In this analysis, using data from an intervention cohort of 8,402 low birthweight (LBW) infants in North India followed up from birth to 6 months of age, our first objective was to describe the linear growth trajectories of the low birthweight small-for-gestational-age (SGA-LBW) infants compared with appropriate-for-gestational-age LBW (AGA-LBW) infants. Second, to estimate the performance of SGA-LBW infants against different growth indicators, such as catch-up growth in length and the WHO linear growth velocity cut-offs at 3 and 6 months of age. Third, to study the factors associated with poor catch-up growth in SGA-LBW infants at 6 months of age.
Materials and Methods
Study Design and Population
The present study was a secondary analysis of data from an individually randomized, controlled trial conducted between 2015 and 2018 to assess the efficacy of promoting community-initiated kangaroo mother care (ciKMC) on post-enrollment neonatal and 6-month mortality in 8,402 LBW weighing between 1,500 and 2,250 g within 3 days of birth. The study was conducted in Faridabad and Palwal districts of Haryana, India. The ciKMC intervention included promotion and support of skin-to-skin contact and exclusive breastfeeding through home visits on days 1–3, 5, 7, 10, 14, 21, and 28 of life (12). All infants in the intervention and control arms received usual care, i.e., home-based postnatal care visits (on days 3, 7, 14, 21, 28, and 42) as implemented through the health system (13). The ciKMC intervention had a substantial effect on infant 6-month mortality but had no substantial effect on linear growth at 6 months of age (12). The trial was registered with ClinicalTrials.gov, NCT02653534.
Procedures
Pregnant women were identified by a screening and enrollment team and followed-up regularly and with increasing frequency as the expected date of delivery approached. Newborn infants weighing between 1,500 and 2,250 g were enrolled within 72 h of birth if kangaroo mother care (KMC) was not initiated in the facility and written informed consent was obtained from the mothers or primary caregivers (12). We excluded infants who were unable to feed, had difficulty in breathing, had less than normal movements, had gross congenital malformations, KMC was initiated the in hospital, or whose caregivers intended to move away over the next 6 months or refused participation. For the anthropometric assessments and obtaining other clinical information, home visits were conducted at the age of 28, 90, and 180 days.
All anthropometric assessments were taken two times by a pair of workers using the standard techniques (14). Standardization exercises were conducted prior to study initiation and repeated every 6 months (15). An infantometer (model 417; Seca, Chino, CA, United States; sensitivity 0.1 cm) and a digital hanging weighing scale (AWS-SR-20; American Weigh Scales, Cumming, GA, United States; 10 g sensitivity) were used to assess length and weight, respectively (15). Standard weights and length measurement rods were used to calibrate the weighing scales and infantometers at regular intervals, respectively (15). Detailed methods of the primary trial are previously published (12, 16).
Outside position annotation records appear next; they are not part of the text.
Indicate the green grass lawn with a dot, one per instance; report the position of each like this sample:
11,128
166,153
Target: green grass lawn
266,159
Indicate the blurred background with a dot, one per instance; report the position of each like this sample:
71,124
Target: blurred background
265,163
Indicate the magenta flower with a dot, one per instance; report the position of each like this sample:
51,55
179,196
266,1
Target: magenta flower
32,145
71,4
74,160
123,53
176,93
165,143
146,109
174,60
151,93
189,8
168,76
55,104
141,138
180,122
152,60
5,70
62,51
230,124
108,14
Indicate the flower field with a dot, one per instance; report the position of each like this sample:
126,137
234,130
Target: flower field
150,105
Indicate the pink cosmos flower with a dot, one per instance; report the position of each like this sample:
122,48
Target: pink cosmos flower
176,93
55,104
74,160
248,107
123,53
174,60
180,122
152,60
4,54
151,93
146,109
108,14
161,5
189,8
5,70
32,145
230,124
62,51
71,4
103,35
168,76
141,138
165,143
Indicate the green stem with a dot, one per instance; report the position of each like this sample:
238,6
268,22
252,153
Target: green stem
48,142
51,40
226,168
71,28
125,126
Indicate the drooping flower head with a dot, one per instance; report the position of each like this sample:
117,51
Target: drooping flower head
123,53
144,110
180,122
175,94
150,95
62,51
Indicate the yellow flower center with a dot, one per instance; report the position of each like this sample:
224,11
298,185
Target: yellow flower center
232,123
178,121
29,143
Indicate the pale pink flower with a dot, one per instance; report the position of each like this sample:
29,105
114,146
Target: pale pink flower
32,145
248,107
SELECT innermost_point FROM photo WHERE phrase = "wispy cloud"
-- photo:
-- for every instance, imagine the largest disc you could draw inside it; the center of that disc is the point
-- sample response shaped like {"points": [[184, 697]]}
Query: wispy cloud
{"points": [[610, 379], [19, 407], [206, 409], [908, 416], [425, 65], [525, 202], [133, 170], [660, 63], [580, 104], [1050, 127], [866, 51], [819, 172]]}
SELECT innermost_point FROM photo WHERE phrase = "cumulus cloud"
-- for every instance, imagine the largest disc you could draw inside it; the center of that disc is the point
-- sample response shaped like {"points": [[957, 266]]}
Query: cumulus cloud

Assessment of Gestational Age, Small for Gestation Age, and Appropriate for Gestational Age Status
Gestational age at the time of delivery was estimated from antenatal ultrasound reports in 5,372 (64.3%) women. If the ultrasound was not available, we estimated gestational age based on the last menstrual period as documented in hospital records or as per maternal recall, in the given order of preference. For defining SGA/AGA, we calculated birthweight centiles using “growth standards” package based on INTERGROWTH-21 standards in R software (17). Infants with birthweight below the 10th percentile for their gestational age were classified as SGA, and those with ≥10th percentile as AGA.
Study Outcomes
The study outcomes for linear growth in the first 6 months of life were mean length, linear growth velocity, LAZ, and stunting rates. Linear growth velocity was defined as the change in length in centimeters with respect to previous time points, i.e., birth to 28, 28–90, 90–180, and birth to 180 days. LAZ according to the WHO 2006 standards were generated using “zscore06” package in Stata 16.0, TX, United States (18, 19) and scores <−6 were excluded (14). Stunting was defined as LAZ score <−2.
Poor catch-up in linear growth was defined as ΔLAZ ≤ 0.67 between two-time points, as per the WHO 2006 child growth standards (8, 20). Catch-up growth was estimated in the SGA infants for the periods of birth to 3 months and birth to 6 months.
Statistical Analysis
Analyses were done using STATA16.0 (Stata Corp., College Station, TX, United States) and statistical software R version 3.3.3 (The R Foundation for Statistical Computing, Vienna, Austria). To compare linear growth trajectories across the groups of LBW infants, i.e., SGA and AGA, we estimated the mean and standard deviation (SD) of absolute length in centimeters, LAZ scores, and proportion stunted at birth, 28, 90, and 180 days of age. In addition, we estimated the mean (SD) of linear growth velocity for time periods of birth to 28, 28–90, 90–180, and birth to 180 days. To compare the two groups, i.e., SGA-LBW and AGA-LBW infants, we estimated unadjusted mean difference (MD) for continuous variables, e.g., length, LAZ scores, and risk ratio (RR) for binary variables, e.g., stunting. We presented both unadjusted estimates, and estimates adjusted for gestational age, intervention using generalized linear models of the Poisson family with log links. In a sensitivity analysis, we compared the linear growth trajectories between SGA and AGA within the subgroup of infants born preterm <37 weeks gestation.
We estimated the proportion of SGA-LBW infants showing catch-up growth >0.67 SD during the birth to 3-month and birth to 6-month periods. In addition, using the WHO linear growth velocity standards (21), we estimated the proportion of SGA-LBW infants who were above the median, −1 SD, and −2 SD cut-offs during birth to 3-month, and birth to 6-month periods.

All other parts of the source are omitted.